# Sun beetle larvae



## miffikins (Feb 25, 2007)

Anyone used these?? Did your herps like them?? Shelf life?? I saw them on ricks livefood and thought I may try some, but before shelling out 3 quid for 10 I thought I'd see if anyone else has used them...

Thanks

: victory:


----------



## pecks (Dec 29, 2007)

I have, they are really easy to breed so start your own culture. You get a range of sizes, from tiny to a monty fat larvae half the size of your little finger. You just need a large deep geo and a heatmat plus the right sudstrate. Years time you will be selling them at £3 for ten!


----------



## piehunter (Jul 10, 2007)

Sorry for my ignorence, but i'm presuming that sun beetles are Rick's fruit beetle grubs??
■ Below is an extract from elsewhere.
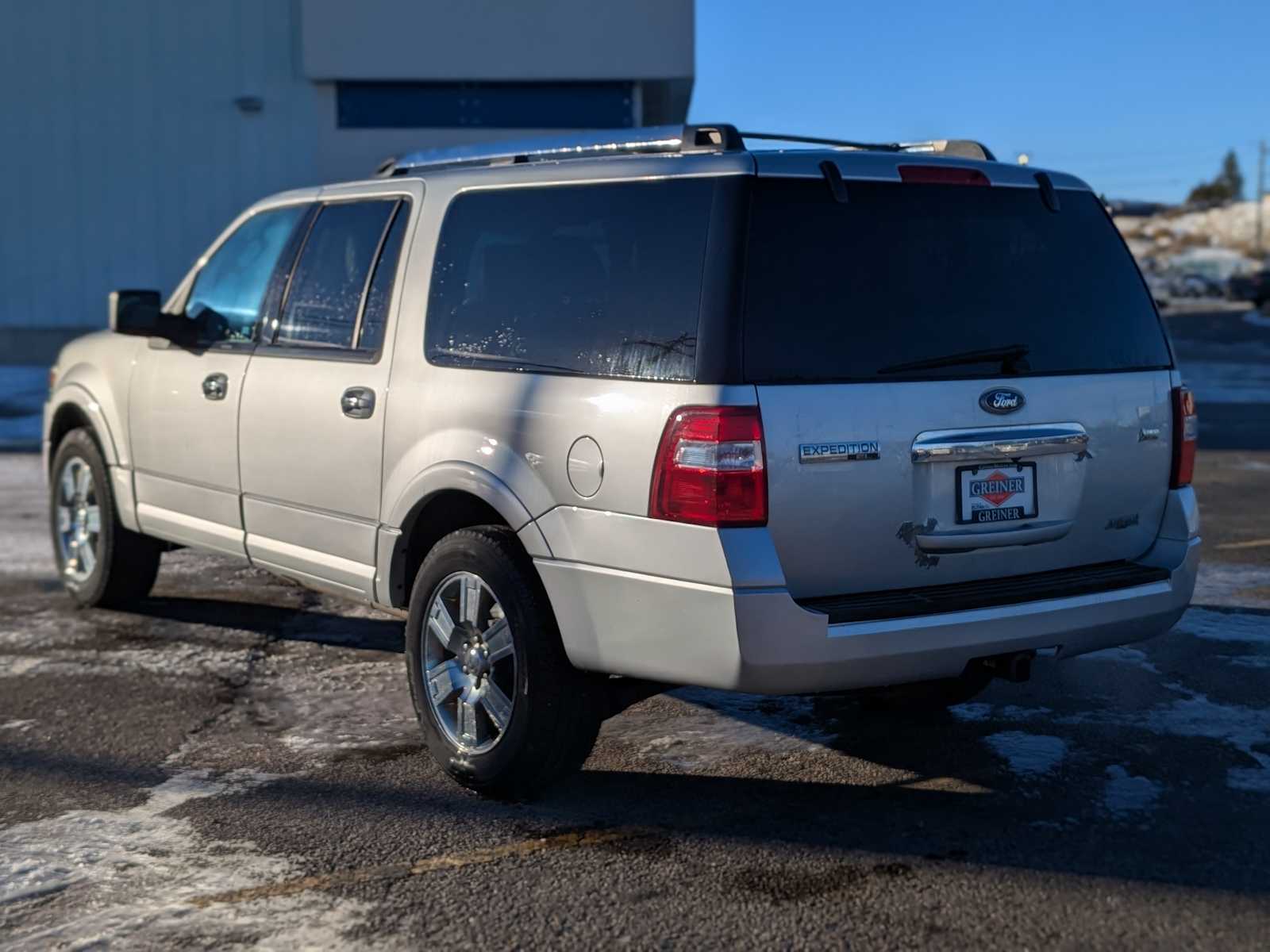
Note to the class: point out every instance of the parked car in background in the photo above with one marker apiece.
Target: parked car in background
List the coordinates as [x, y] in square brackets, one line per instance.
[657, 409]
[1254, 287]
Am i right in saying you could use the adult beetles as feeders? (I'm trying to source as many different types of food as i can for my tegu).


----------



## pecks (Dec 29, 2007)

Not used the adults as i presume the bright colours may indicate that they are unpalatable, but the tird instar grubs should be fine.


----------



## Fixx (May 6, 2006)

We've used them as feeders, the Tegu loves them, as do the dwarf mongeese, skunks, and beardies, then we ran out, really ought to get some adults and start breeding these.


----------